Church in Dorset, England

St Luke's Church is a Church of England church in West Orchard, Dorset, England. Most of the church dates to a rebuild of 1876–77 to the designs of Thomas Henry Wyatt, but the chancel is 15th-century. The church is a Grade II listed building.

==History==
The earlier church at West Orchard was described in the 1859 Post Office Directory of Dorsetshire as a "small Gothic structure". In 1650, it was recorded as being a chapel-of-ease to St Andrew's Church at Fontmell Magna.

In 1876–77, the church was rebuilt at the expense of Lady Westminster and Lord Wolverton. Lady Westminster also donated an adjoining plot of land for an extension of the churchyard. The approximate cost of rebuilding the church was £1,500. Plans were drawn up by Thomas Henry Wyatt of London and Mr. T. B. Miles of Shaftesbury was hired as the builder. The east end of the earlier church was retained to form the chancel. The church reopened with a public dedication on 17 July 1877. An early Holy Communion was held and both Rev. R Lowndes, the Canon of Salisbury Cathedral and rector of Sturminster Newton, and the Archbishop of York, William Thomson, preached during the morning service.

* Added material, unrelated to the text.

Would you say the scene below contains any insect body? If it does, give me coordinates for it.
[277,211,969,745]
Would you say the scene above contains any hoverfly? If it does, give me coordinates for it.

In 1952, West Orchard was transferred to the parish of East Orchard. Repair work was carried out to the church in c. 1958.

==Architecture==
St Luke's is built of green stone from Semley Hill, with Bath stone dressings. The roofs are covered with Donhead tiles and embellished with stone copings and finials. The church is made up of a nave, north and south aisles, chancel, south porch and north-east vestry. The west end of the church has a double bell-cot of Bath stone. The chancel has been dated to the late 15th century. The east wall of the vestry contains a reinserted 15th-century window of the same design as those in the chancel.

The church's windows are filled with Cathedral glass. The chancel is paved with encaustic tiles from Maw & Co of London and contains a reredos of mosaic work. Many of the fittings are contemporary with the 1876–77 rebuild, including the stone pulpit, the font of Caen stone and the brass lectern. The seats in the nave are of stained and varnished deal, and the choir and chancel seats of carved pitched pine. The altar railing is of oak, on polished brass and iron standards. The churchyard has two fonts by its gate piers; one of round shape, dating to the 12th century, and the other of octagonal shape, dated to the 15th century.